Panhandling is not unusual in Washington. When I used to walk to work downtown, I occasionally would count the number of people I would pass who were begging, which usually was in the double digits, occasionally in the twenties. Passing by and not making eye contact is nothing new for me, but for some reason, this time it got to me. Maybe it was the bitter cold or the fact that on this day there were so many in our neighborhood. Sometimes I have given them money, most of the time I haven’t.
As I passed the last panhandler, I had the image of me standing in front of a bearded Saint Peter at the Pearly Gate, asking me, “Ok, Mr. Howell, what did you do on that windy, cold day in Washington, when you passed eight desperate people pleading for a little change?”

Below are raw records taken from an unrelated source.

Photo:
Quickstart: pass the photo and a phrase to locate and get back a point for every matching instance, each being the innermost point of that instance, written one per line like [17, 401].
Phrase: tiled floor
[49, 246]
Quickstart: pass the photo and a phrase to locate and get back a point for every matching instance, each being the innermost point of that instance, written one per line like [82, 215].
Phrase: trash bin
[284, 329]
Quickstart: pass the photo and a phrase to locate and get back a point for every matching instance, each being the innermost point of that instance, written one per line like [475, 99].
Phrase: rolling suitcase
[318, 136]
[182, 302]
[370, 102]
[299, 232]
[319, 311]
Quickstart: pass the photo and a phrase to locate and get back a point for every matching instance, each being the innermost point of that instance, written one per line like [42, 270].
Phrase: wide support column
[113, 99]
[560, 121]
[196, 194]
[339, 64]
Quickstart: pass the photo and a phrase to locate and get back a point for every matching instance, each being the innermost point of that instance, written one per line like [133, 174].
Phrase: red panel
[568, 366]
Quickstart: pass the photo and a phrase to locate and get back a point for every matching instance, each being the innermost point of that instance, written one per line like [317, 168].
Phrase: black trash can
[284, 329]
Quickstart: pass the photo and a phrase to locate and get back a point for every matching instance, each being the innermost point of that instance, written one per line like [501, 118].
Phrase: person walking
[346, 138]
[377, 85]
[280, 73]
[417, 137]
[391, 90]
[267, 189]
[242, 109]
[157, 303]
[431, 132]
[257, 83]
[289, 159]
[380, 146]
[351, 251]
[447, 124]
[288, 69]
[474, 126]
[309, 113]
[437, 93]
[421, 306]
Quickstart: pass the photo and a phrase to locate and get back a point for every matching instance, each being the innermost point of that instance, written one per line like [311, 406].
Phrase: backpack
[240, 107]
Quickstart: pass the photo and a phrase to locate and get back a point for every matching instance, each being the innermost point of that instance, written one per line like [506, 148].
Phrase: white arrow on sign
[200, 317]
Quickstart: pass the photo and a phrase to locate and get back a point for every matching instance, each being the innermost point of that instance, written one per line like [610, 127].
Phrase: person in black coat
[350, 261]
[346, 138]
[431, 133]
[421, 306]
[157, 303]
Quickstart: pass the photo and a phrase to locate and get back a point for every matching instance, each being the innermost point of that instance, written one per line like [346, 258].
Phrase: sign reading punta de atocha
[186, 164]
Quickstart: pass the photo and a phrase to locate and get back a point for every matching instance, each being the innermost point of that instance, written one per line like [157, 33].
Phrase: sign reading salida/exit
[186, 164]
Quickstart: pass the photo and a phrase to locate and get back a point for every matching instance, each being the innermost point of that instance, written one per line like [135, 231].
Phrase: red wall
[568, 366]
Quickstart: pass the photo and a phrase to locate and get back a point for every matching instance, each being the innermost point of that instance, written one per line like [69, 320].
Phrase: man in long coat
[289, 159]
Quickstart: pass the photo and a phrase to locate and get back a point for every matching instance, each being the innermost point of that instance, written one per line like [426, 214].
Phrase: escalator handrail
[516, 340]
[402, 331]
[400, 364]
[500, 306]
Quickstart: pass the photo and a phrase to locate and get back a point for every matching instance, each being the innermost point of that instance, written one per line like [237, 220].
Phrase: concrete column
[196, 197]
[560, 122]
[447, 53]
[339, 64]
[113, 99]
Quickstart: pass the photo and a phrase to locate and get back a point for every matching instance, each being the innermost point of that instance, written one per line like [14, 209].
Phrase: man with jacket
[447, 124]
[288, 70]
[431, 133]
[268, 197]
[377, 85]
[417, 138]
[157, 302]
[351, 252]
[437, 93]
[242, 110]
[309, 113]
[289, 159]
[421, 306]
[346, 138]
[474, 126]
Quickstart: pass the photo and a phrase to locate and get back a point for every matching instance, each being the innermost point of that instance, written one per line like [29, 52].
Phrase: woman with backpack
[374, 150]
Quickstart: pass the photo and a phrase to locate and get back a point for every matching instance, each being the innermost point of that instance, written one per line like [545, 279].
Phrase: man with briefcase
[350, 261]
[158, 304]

So what are we bleeding hearts supposed to do anyway? How can we pass by a desperate stranger and turn a cold shoulder? But we do. I do it all the time. But to fork out money every time is crazy. That is all I would be doing, giving out money every day. Nobody does that.
“But, Saint Peter, you have got to understand,” I envisioned my reply. “There are so many of these people. Sure, I could afford a dollar here and a dollar there, but it all seems so hopeless. And besides I do all kind of volunteer work in affordable housing and supporting nonprofit organizations that help the poor. Embry and I have given a lot of money to all kinds of charities. I have tried in my own way to support structural change in our society to level the playing field. We are even church goers. Hey, I am a loyal Democrat, does that count? How much more is expected of me?”
“Just do what Jesus would have done,” he replied.
Doomed, I concluded.
Surely, Jesus would have helped every one of these poor people. But, I wondered, what would helping them mean? Just giving a quarter here and a dollar there is certainly not the answer. I could hear myself shouting at the Old Guy, “What is wrong with this world? Why is there so much poverty in a land where there is so much wealth? Why do we humans treat each other so badly? Why is there hate and greed? Why is there racism? Isn’t this the human condition? Isn’t this the world we live in? And whose fault is that? Who created this mess in the first place?”
“Enough from you, Mr. Howell. I told you once and I will say it again: Do what Jesus would have done.”
And so we humans stumble through life doing, in our view, the best we can, realizing that it is not enough, not nearly enough. But that does not mean we should stop trying. And who knows, when the Old Guy at the Pearly Gate looks at the ledger, maybe the pluses will outweigh the minuses, as we have tried feebly to make our way in this glorious but troubled world.